2 Tbsps Butter
1 small shallot, minced
1 12oz bag fresh cranberries
2 oranges, zested and juiced
½ cup sugar
Pinch ground cloves
¼ tsp salt
Place a saucepan on medium heat. Melt butter in pan and add shallots. Sweat shallots until translucent. Add other ingredients and lower heat to medium low or low. Cover and allow to simmer. Check after 5 minutes to make sure it’s not burning on the bottom. Once cranberries are softened, use a fork, the back of a spoon, or a potato masher to press the cranberries against the bottom or sides of the pan to help break them down. Cook another 5-10 minutes until mixture has the consistency of jelly. Add water if it thickens too much. Transfer to a glass or plastic container and chill for at least an hour before serving.

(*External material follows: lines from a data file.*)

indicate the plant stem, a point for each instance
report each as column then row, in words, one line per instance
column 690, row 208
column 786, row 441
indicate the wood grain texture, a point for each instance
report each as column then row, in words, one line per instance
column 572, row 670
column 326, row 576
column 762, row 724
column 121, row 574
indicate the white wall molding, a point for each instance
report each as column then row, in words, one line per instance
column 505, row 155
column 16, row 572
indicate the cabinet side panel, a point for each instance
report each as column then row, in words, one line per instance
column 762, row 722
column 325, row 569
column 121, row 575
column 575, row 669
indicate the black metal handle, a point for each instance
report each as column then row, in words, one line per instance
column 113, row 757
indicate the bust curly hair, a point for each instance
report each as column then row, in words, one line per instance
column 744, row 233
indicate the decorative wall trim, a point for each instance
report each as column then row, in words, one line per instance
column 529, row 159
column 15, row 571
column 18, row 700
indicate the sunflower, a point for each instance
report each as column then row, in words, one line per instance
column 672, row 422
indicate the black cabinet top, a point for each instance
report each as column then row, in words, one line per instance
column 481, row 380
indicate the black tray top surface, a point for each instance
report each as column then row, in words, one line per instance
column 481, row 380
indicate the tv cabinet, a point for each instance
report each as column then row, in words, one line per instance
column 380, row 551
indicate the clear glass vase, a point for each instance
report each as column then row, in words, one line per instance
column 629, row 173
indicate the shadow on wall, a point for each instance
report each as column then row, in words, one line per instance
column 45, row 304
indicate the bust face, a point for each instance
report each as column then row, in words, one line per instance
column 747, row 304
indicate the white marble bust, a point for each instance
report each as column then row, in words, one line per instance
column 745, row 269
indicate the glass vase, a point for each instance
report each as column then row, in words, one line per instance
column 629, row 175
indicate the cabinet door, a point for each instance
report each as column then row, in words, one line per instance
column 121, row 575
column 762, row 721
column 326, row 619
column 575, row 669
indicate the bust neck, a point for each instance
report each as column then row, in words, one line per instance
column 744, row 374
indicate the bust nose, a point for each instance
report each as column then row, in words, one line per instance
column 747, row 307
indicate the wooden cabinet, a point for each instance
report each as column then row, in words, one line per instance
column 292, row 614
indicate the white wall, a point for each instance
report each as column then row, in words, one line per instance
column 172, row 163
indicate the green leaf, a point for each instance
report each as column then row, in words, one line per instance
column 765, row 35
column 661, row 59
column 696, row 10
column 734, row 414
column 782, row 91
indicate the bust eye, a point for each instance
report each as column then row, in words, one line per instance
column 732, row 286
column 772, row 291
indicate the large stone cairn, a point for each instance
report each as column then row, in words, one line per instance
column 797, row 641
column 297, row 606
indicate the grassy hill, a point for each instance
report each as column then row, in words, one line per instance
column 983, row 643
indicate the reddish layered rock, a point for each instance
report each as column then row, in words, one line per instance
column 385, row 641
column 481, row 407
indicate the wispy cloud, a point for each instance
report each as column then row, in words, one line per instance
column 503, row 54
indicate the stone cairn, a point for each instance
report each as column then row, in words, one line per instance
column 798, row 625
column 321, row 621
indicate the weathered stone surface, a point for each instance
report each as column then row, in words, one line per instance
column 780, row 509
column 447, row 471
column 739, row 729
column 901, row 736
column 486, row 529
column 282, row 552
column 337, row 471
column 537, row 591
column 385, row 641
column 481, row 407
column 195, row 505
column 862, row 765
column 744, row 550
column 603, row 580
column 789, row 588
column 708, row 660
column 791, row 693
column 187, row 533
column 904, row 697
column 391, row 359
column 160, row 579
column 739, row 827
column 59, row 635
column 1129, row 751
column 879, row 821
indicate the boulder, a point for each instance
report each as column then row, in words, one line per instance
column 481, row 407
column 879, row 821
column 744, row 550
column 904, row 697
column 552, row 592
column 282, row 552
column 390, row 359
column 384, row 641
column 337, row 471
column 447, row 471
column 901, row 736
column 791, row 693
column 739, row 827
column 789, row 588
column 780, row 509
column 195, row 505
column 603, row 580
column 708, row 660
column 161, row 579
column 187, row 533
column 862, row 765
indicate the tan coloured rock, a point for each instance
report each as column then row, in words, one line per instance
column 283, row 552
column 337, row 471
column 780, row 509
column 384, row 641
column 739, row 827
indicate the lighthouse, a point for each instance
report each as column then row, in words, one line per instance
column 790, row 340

Serving Suggestion: Mini Open Face Turkey and Brie Sandwiches
Order 1-2 lbs oven roasted turkey from your local deli counter (I like Boars Head) and have them cut it as thickly as possible. Likely they’ll ask you several times if you’re sure…you are. While you’re at the grocery store, pick up one or two baguettes and a round of brie or camembert.
Once home, pull the turkey apart into rough strips. Don’t cut them. The rough texture of the turkey gives the cranberry sauce a rough surface to hang onto. Slice the baguette into 1/8 inch slices or so. Slice camembert or brie into 2″x1″x1/8″ slices (or so…these are your sandwiches so do what you like!).
Assemble these little sandwiches by layering a piece of bread with a slice of camembert or brie and then a piece of the turkey. Top the turkey with a dollop of cranberry sauce and you’re ready! If you feel like being fancy, place a small piece of rosemary on top.